Sábado

«Desde lo de Eduardo».

La frase de Marcos me persigue durante toda la semana, así que el sábado, nada más despertarme, tomo una decisión un tanto arriesgada. Necesito averiguar algo más sobre ese profesor y su relación con el Darío. Podría conformarme con preguntarle a Sonia, pero prefiero optar por otra vía que, por una vez, no sea la oficial. No estoy seguro de hacer lo correcto, pero ahora mismo no se me ocurre otra forma de comenzar a encajar las piezas de un puzle que nadie quiere dejarme completar.

Así que, después de una noche de insomnio (¿no estoy obsesionándome con la historia de Marcos?), salgo dispuesto a entrevistar a los padres de Bárbara, la chica que se suicidó el domingo anterior. Arranco el coche sin sentirme demasiado seguro de lo que hago, con un sinfín de dudas que intento acallar subiendo el volumen de la radio. He llamado al matrimonio desde mi móvil justo antes de salir y he podido hablar unos minutos con Pilar, la madre de la chica. Se nota que está cansada de responder preguntas incómodas, pero, por otro lado, siente que cada una de esas molestas entrevistas le permite que su hija siga viva, como si la mención pública se la arrebatase a la muerte por unos instantes. Accede a que hable con ellos y sólo me pide que no les haga demasiadas preguntas, tanto ella como César, su marido, se hallan exhaustos.

Sé que debería tener más estómago para según qué cosas y que, a fin de cuentas, tratar con este tipo de asuntos forma parte de mi trabajo. Sin embargo, en investigaciones como ésta nunca estoy seguro de dónde acaba la frontera de la información y dónde comienza la del espectáculo.

—Gracias por recibirme.

—Es lo menos que podemos hacer por nuestra hija… A lo mejor nuestro dolor sirve para poner en alerta a otros padres… —se miente Pilar. Necesita sentir que la muerte de su hija no ha sido inútil.

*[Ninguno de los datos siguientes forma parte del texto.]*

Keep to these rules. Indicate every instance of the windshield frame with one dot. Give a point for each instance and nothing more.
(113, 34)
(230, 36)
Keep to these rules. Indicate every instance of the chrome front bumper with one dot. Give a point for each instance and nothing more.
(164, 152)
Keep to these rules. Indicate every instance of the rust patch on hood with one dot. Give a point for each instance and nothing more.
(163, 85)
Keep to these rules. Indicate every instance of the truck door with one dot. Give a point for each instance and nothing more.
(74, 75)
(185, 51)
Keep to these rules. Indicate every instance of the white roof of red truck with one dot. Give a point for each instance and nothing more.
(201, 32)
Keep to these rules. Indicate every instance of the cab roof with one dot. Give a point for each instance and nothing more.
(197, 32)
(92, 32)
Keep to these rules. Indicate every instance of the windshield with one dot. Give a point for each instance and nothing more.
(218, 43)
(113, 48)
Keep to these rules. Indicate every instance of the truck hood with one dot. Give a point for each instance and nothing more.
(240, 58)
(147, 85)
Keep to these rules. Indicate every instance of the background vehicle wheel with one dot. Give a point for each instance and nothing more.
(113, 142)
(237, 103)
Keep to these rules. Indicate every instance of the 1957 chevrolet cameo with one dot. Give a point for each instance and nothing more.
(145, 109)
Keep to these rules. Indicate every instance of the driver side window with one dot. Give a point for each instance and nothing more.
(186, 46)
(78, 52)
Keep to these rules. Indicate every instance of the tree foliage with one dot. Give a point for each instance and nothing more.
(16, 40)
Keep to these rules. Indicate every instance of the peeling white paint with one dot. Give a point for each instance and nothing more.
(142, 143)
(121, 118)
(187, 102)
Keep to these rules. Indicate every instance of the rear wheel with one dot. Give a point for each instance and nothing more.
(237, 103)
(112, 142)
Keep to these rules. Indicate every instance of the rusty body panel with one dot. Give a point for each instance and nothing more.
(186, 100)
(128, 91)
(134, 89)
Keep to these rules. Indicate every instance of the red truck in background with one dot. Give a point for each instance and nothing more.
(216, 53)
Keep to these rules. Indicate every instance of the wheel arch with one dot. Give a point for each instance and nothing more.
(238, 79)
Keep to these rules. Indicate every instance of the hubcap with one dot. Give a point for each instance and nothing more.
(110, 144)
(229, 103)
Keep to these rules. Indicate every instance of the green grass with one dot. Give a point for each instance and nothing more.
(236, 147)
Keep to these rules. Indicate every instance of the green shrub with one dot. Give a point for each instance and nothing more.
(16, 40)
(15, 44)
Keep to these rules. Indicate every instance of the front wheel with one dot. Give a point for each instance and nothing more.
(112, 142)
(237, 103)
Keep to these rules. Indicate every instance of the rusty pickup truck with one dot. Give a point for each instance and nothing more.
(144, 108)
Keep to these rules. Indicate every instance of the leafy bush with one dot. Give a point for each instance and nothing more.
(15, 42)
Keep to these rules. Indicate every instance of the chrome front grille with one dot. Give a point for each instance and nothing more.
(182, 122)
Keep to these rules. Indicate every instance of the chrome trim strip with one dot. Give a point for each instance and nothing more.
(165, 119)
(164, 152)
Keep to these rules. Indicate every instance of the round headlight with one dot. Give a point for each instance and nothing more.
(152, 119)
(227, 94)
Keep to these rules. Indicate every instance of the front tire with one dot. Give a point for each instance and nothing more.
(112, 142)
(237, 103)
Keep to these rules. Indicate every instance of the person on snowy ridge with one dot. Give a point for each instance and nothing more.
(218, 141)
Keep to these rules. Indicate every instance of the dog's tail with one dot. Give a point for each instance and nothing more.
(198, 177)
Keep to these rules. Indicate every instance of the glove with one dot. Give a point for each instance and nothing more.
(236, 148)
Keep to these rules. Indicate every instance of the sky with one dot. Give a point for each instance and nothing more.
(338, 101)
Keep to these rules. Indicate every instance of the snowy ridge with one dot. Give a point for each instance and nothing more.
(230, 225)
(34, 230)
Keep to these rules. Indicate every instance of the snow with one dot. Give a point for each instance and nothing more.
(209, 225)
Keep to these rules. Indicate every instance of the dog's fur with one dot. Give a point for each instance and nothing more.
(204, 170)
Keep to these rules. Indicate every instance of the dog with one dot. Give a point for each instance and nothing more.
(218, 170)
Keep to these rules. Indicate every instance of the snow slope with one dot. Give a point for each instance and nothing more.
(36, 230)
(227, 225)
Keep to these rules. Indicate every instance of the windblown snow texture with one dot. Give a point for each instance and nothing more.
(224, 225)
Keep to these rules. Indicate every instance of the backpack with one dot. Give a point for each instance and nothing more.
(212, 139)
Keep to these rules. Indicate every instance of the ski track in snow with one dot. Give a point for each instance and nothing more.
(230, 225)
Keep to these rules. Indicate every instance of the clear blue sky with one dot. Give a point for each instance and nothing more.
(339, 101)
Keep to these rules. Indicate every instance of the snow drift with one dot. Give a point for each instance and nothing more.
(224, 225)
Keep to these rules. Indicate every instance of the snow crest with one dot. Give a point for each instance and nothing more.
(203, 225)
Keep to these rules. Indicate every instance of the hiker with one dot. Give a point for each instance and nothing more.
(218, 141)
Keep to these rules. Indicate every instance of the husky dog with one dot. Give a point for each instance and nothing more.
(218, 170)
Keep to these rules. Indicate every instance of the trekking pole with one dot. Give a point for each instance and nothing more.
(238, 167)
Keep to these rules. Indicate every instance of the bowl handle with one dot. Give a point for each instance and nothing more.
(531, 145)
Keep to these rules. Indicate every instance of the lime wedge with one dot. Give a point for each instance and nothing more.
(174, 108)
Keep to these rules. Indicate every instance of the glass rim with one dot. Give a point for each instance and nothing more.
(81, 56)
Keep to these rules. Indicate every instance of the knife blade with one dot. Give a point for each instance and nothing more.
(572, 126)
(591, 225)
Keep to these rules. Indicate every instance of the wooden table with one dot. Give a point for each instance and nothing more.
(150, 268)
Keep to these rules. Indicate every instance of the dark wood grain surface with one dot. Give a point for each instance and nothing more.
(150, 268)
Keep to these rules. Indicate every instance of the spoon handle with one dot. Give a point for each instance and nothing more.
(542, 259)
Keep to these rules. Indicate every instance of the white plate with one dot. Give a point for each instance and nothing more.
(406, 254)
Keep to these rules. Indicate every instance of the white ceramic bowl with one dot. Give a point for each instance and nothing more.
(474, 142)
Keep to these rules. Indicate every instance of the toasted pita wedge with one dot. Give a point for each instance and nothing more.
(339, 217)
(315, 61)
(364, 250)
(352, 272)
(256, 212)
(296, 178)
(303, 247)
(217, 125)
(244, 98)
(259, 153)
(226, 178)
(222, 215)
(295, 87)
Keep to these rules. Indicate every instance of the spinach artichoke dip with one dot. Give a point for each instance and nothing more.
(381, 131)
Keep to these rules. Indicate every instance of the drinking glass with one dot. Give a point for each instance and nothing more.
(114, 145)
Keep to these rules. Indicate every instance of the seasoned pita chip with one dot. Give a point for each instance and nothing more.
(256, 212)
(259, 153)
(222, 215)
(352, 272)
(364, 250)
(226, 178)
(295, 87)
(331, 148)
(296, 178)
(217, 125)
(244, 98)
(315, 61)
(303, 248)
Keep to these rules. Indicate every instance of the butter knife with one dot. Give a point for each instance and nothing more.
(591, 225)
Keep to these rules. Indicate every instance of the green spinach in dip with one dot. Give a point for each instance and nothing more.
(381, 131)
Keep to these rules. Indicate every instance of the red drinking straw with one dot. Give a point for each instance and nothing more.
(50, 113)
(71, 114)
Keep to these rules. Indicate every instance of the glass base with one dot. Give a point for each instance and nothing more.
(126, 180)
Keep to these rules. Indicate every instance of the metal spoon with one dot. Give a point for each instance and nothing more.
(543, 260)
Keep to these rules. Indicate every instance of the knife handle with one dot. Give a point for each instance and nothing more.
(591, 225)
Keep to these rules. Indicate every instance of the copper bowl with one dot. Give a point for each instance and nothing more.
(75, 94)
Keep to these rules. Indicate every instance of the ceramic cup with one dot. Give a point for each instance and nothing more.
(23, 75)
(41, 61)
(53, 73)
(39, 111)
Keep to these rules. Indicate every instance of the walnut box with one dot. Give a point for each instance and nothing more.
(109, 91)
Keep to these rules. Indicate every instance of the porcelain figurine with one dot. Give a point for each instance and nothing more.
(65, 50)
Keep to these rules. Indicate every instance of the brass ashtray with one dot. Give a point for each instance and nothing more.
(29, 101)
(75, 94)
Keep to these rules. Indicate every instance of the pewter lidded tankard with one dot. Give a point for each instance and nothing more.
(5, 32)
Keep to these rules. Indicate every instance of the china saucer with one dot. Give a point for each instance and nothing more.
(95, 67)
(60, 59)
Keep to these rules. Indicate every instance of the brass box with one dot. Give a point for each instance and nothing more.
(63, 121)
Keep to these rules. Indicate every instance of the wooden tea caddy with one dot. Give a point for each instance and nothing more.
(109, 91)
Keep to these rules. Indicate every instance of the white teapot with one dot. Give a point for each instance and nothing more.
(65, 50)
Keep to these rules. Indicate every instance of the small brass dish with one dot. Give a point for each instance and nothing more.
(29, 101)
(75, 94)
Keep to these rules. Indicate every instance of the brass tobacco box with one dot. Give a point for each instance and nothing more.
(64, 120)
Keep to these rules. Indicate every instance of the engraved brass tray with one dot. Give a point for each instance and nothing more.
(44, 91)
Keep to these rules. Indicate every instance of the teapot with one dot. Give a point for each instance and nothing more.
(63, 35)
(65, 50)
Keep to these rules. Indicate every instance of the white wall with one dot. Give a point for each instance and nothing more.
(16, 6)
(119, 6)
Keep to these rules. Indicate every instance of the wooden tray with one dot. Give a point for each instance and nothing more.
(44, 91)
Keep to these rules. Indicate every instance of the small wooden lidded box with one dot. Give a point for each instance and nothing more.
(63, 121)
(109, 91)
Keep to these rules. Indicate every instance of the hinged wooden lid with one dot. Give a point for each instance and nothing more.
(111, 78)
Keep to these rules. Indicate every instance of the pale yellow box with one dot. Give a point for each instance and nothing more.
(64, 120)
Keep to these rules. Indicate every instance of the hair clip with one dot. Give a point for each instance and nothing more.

—Y para que ese cabrón se pudra entre rejas —estalla de ira el padre.

Finjo no haberle oído, no soy quién para juzgar su dolor, y me centro en las preguntas que traigo preparadas. No puedo confesarles que, en realidad, el motivo de mi visita no es hablar de su hija, sino hallar algún nexo entre Eduardo y el verdadero protagonista de mi historia: Marcos.

Ésta no es una conversación sencilla, aunque tanto Pilar como César se esfuerzan por colaborar conmigo y tratan de contestar a todas mis preguntas desde una serenidad que se quiebra a menudo. Se culpan de no haber controlado lo suficiente a su hija, de no saber con quién se comunicaba a través del ordenador, de desconocer la identidad de la gente con la que hablaba a través del Messenger y de su página de Facebook.

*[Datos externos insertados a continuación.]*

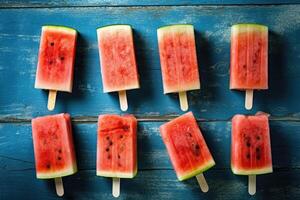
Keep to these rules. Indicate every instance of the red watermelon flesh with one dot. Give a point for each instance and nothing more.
(186, 146)
(56, 58)
(118, 64)
(116, 148)
(251, 147)
(178, 58)
(53, 146)
(249, 57)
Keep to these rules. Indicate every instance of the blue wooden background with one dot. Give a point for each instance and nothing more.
(213, 105)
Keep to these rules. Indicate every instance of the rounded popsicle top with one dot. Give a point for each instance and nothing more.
(175, 26)
(59, 28)
(115, 26)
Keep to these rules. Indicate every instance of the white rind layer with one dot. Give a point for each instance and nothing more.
(60, 173)
(116, 174)
(264, 170)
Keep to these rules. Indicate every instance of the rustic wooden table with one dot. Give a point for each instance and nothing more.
(213, 105)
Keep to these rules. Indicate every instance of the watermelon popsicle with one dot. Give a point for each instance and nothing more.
(116, 148)
(56, 61)
(117, 60)
(187, 149)
(178, 58)
(53, 148)
(251, 147)
(249, 59)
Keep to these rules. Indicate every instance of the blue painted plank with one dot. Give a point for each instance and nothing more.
(67, 3)
(16, 145)
(151, 184)
(19, 41)
(156, 178)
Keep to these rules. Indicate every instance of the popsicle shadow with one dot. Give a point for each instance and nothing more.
(278, 89)
(139, 96)
(208, 92)
(80, 182)
(80, 75)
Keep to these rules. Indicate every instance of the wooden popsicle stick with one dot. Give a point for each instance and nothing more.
(249, 99)
(59, 186)
(252, 184)
(116, 187)
(202, 182)
(123, 100)
(51, 99)
(183, 101)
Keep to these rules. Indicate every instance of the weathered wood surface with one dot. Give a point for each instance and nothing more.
(213, 105)
(80, 3)
(19, 41)
(156, 178)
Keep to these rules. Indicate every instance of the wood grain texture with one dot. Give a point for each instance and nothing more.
(213, 105)
(80, 3)
(19, 41)
(156, 178)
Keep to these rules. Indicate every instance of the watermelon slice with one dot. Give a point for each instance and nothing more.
(56, 58)
(178, 58)
(116, 147)
(251, 148)
(53, 146)
(186, 146)
(118, 64)
(249, 57)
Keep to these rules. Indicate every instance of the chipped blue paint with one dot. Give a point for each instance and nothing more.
(213, 105)
(19, 41)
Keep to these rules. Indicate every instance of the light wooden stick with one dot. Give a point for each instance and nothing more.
(59, 186)
(249, 99)
(123, 100)
(51, 99)
(183, 101)
(202, 182)
(116, 187)
(252, 184)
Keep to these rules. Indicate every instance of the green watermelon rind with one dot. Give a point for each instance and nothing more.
(253, 26)
(197, 171)
(58, 27)
(60, 173)
(118, 174)
(174, 26)
(113, 25)
(265, 170)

—Si le hubiéramos preguntado… —se repite su madre una y otra vez. Me pregunto si los remordimientos la abandonarán algún día o si, en el futuro, su vida será una eterna acusación de la que jamás será capaz de absolverse—. Si hubiéramos hablado con ella del tema… Ni siquiera podíamos imaginar que quisiera cambiarse de instituto por algo así…

—Cuando nos dijo que quería irse del Darío, los dos supusimos que tenía problemas con alguna compañera, o que el nivel académico del centro le resultaba excesivo… Allí tienen fama de ser muy exigentes… —Su padre da un golpe en la mesa—. Exigentes con nuestros hijos, pero no con sus profesores. No con ese hijo de puta. —César se pone en pie y se encierra un momento en el baño. Escucho cómo golpea algo. No puedo ni quiero saber qué.

—Está así desde el domingo… —lo excusa Pilar—. Y yo, bueno, yo hago lo que puedo por seguir respirando… Pero cuesta muchísimo. Y tampoco sé si merece la pena continuar haciéndolo…

—Entonces —no me siento capaz de forzarla a que siga hablando…, pero sé que estoy obligado a ello. Sería absurdo haber venido hasta aquí si al final dejo nuestra entrevista a medias—, dígame, ¿cambiaron finalmente a Bárbara de centro?

—Sí… Ella no quería damos más razones y nosotros teníamos miedo de presionarla. Así que le hicimos caso y la matriculamos en el IES María Guerrero.

—Creíamos que todo iba bien —me explica César, que acaba de regresar del baño con los nudillos de la mano derecha claramente enrojecidos—. Pensábamos que todo iba mucho mejor… Pero esto… Esto no.

—Tal vez podríamos… Quizá habríamos podido…

Condicionales. Hipótesis que no se cierran porque no tiene sentido que lo hagan. Tampoco es posible saber si están en lo cierto, si el problema se podría haber evitado con algún tipo de control —¿no habría atacado esa supervisión a la libertad individual de su hija?— que, según ellos me cuentan, jamás existió.

—Bárbara era responsable, madura, no creímos que pudiera meterse en nada raro. Que se pudiera dejar manipular así…

Pero el chantaje cibernético sucedió, y con él, el acoso y la violación de una intimidad que se vio consumada con la grabación de aquellas cintas.

—Aún hoy hemos encontrado algún fragmento de esa basura en Internet. —César está comprensiblemente indignado—. La policía ya lo ha eliminado casi todo, pero la red es un universo demasiado complejo. Esa mierda no desaparecerá jamás. Nuestra hija, sí.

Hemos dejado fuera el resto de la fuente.